Built-in metrics: exact_match, contains, numeric_difference, composite_and. Custom metrics return true/false or a DSPy::Prediction with score: and feedback: fields.
Use DSPy::Example for typed test data and export_scores: true to push results to Langfuse.
GEPA (Genetic-Pareto Reflective Prompt Evolution) uses reflection-driven instruction rewrites:
gem 'dspy-gepa'
teleprompter = DSPy::Teleprompt::GEPA.new(
metric: metric,
reflection_lm: DSPy::ReflectionLM.new('openai/gpt-4o-mini', api_key: ENV['OPENAI_API_KEY']),
feedback_map: feedback_map,
config: { max_metric_calls: 600, minibatch_size: 6 }
)
result = teleprompter.compile(program, trainset: train, valset: val)

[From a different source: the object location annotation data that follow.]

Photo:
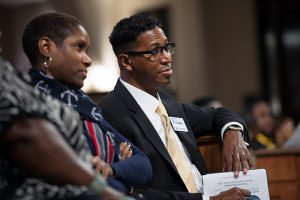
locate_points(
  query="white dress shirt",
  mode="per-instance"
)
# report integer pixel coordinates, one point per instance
(148, 104)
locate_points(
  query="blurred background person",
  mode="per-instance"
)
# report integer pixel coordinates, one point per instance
(260, 121)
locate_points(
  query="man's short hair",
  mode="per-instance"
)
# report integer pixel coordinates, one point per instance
(126, 31)
(55, 25)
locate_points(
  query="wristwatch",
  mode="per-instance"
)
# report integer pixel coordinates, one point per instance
(234, 127)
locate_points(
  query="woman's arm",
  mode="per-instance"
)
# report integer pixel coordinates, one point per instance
(36, 145)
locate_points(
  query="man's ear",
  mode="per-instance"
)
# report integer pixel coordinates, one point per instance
(45, 45)
(124, 62)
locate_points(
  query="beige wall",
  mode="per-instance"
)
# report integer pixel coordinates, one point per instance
(216, 52)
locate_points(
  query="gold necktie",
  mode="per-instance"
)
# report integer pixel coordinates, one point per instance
(175, 152)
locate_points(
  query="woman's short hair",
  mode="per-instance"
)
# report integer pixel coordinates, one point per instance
(55, 25)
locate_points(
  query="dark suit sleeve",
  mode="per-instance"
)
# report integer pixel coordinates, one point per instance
(134, 171)
(204, 120)
(210, 120)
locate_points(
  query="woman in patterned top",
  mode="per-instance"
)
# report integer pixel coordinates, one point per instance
(43, 155)
(56, 45)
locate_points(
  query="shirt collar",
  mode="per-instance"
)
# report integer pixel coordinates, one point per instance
(147, 102)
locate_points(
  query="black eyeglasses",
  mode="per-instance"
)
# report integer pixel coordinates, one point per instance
(169, 48)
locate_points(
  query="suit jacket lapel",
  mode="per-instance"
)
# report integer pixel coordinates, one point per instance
(144, 123)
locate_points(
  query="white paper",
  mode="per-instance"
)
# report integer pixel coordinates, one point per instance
(178, 124)
(255, 181)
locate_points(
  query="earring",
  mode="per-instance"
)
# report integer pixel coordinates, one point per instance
(47, 62)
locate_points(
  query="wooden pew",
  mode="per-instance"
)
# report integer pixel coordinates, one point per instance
(283, 170)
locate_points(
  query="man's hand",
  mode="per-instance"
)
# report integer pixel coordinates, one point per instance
(232, 194)
(125, 150)
(101, 166)
(235, 153)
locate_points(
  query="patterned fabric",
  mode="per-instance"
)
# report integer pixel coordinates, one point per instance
(99, 134)
(18, 98)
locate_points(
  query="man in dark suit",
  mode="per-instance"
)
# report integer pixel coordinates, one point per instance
(144, 57)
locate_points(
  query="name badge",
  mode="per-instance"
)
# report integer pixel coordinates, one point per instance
(178, 124)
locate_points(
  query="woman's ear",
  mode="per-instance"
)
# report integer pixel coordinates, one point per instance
(45, 45)
(124, 62)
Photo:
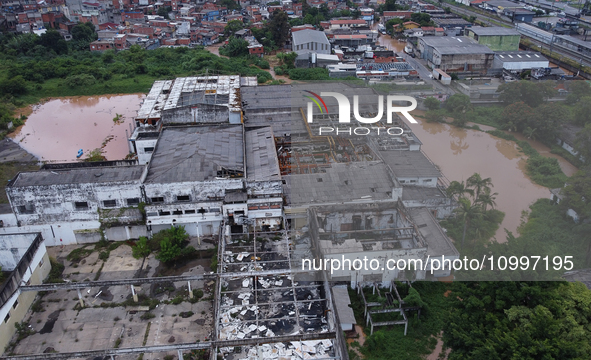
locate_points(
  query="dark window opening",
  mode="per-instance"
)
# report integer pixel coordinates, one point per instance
(26, 209)
(133, 201)
(110, 203)
(81, 205)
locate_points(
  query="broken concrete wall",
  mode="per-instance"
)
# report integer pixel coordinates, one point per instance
(196, 190)
(264, 188)
(12, 248)
(49, 204)
(196, 114)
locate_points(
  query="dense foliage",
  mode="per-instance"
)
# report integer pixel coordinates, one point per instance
(519, 320)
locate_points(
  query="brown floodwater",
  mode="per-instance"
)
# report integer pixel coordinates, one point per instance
(56, 129)
(460, 153)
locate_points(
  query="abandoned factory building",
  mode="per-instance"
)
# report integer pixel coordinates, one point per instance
(217, 153)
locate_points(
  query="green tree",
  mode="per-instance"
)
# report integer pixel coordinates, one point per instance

optimized_program = result.optimized_program
The metric must return DSPy::Prediction.new(score:, feedback:) so the reflection model can reason about failures. Use feedback_map to target individual predictors in composite modules.
Replace opaque string context blobs with T::Struct inputs. Each field gets its own description: annotation in the JSON schema the LLM sees:
class NavigationContext < T::Struct
const :workflow_hint, T.nilable(String),
description: "Current workflow phase guidance for the agent"
const :action_log, T::Array[String], default: [],
description: "Compact one-line-per-action history of research steps taken"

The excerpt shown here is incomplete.